Dreading your performance review? You’re not alone.


It’s the time of year again. HR just announced the kick-off for the annual performance review process. Managers and employees alike relentlessly complain about having to go through what they consider a tedious and unrewarding process, and without fail, they procrastinate to the very last minute to complete the task.

I, too, have dreaded this time of year. I’ve expressed my frustrations about the performance review process and I have been one of the people who put off my own self-evaluation and waited too long to get through my employees performance reviews.

However, over the years my attitude has changed. It was one event in particular a few years back when I suddenly realized that these dreaded performance reviews and goal evaluations have some really powerful results. Let me take you back…

Like many people in management, I was working with a small team and doing a lot of heavy lifting on my own.  Right after the performance review process had been completed, the group expanded. Responsibilities shifted and I had to change the way I worked and managed. The new team was a mix of people and personalities — some of whom I had worked with for a long time, some of whom were very experienced, but newer to the group, and others who were completely new to the team, industry and business environment. One day, as I sat in a team meeting discussing everyone’s work activities,  I was asked what I was working on and how people could help and get more involved. With the performance appraisals fresh on my mind, I suddenly realized I didn’t know enough (if anything!) about the competency levels of my team. It became painfully clear to me in that moment that I had no idea how to delegate certain work, who to collaborate with on projects, or even what we needed to plan for with the next set of goals, because I didn’t know my team’s strengths and weaknesses. 
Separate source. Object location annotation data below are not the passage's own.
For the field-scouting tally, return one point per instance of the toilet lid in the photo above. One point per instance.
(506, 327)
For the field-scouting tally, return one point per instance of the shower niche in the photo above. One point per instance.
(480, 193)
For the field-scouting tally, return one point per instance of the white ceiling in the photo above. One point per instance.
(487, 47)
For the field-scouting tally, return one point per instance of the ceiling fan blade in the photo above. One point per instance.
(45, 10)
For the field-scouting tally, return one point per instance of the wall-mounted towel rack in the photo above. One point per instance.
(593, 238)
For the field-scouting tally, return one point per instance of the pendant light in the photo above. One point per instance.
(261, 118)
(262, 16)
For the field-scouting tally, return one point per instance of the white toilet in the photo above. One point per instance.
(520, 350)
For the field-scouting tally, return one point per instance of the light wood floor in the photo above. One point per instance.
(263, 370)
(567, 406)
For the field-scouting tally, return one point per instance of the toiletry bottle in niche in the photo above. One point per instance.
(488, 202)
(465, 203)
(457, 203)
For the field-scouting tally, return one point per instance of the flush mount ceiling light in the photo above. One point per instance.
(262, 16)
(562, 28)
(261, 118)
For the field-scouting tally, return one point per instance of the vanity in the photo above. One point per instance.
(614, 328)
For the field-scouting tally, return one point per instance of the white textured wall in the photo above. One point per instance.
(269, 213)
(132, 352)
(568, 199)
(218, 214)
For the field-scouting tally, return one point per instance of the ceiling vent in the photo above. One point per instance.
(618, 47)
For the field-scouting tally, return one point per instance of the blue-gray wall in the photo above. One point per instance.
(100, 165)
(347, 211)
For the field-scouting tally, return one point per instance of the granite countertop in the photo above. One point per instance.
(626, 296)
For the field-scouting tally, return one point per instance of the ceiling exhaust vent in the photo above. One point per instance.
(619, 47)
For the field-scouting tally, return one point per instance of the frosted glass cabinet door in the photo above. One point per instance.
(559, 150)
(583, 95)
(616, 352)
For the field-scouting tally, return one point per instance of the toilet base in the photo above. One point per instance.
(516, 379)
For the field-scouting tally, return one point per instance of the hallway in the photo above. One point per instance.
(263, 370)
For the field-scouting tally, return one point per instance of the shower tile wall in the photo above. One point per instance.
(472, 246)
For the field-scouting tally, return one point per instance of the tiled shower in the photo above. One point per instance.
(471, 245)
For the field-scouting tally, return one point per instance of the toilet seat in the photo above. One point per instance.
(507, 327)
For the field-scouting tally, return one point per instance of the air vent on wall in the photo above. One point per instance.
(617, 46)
I voiced this concern and we spent the rest of the day talking openly about what our core competencies were as a team, where people felt they had strengths, what goals they had and what they wanted to achieve in their careers. That was the day I stopped looking up the organizational ladder for guidance and support and started looking to my team to understand their point of view and ensure we were all on the same page. 

From that point on, the performance process was easy. My team members and I knew what we set out to achieve and we jointly maintained our goals with ongoing discussions. We managed updates in the system, and were able to quickly adjust our goals and objectives as the company shifted priorities. We invested time developing desired skills in real-time through work assignments and peer collaboration. We no longer made annual performance reviews about the technology or the process. It completely evolved and it became something we did often. We communicated and worked together to set and keep OUR goals and OUR career development aligned.

Looking back, I realize that, ultimately, employees want to feel they are part of something bigger, have a shared sense of purpose, and responsibility. And when you’re a manager of people, your priority should be to engage those people – coach and develop them, involve them in achieving the goals of the organization – from revenue targets, process improvements and innovation initiatives. We all know engaged employees perform better, in fact according to Gallup Business Journal, business with engaged employees outperformed others by and 21% in productivity. If you take the time to leverage your performance process as a tool to engage your people, you may find the same results.